Study design: Controlled, randomised, prospective, and double-blind trial. Place and Duration of the Study: Department of Gynaecology, Giresun Gynaecology and Children's Diseases Training and Research Hospital, Giresun, Turkiye, from November 2023 to April 2024.
Methodology: A total of 48 participants were randomly assigned to two groups: Group M (magnesium sulfate infusion) and Group N (placebo). Participants in Group M were administered a bolus 20 mg/kg MgSO4 in 100 mL of saline over 15 minutes prior to induction, followed by 20 mg/kg/h until skin closure. Participants in Group N received an equivalent volume of saline. The primary outcome was total opioid consumption within the first 24 hours, while secondary outcomes included pain scores, remifentanil use, haemodynamic parameters, and adverse effects.
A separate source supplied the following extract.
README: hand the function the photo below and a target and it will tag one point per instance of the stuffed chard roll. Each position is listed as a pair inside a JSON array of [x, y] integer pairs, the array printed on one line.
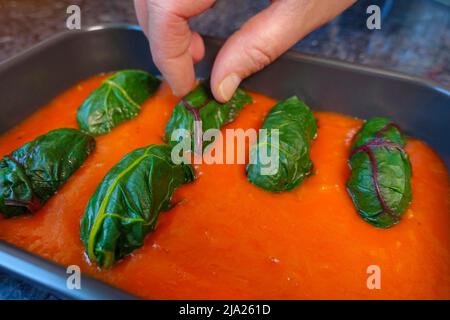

Results: Postoperative opioid consumption during the first 24 hours was significantly lower in Group M (35.6 ± 15.2 mg) compared to Group N (44.9 ± 14.1 mg), with a p-value of 0.032. Pain scores were also significantly lower in Group M at 24 hours (p = 0.008) at rest, at 4 hours (p = 0.022), and 6 hours (p = 0.041) during movement. No significant differences were observed in remifentanil consumption, haemodynamic parameters, sedation levels, or nausea between the two groups.
Conclusion: The intraoperative administration of magnesium sulphate significantly reduced opioid consumption and pain scores following abdominal hysterectomy. These findings support its use within multimodal analgesia strategies.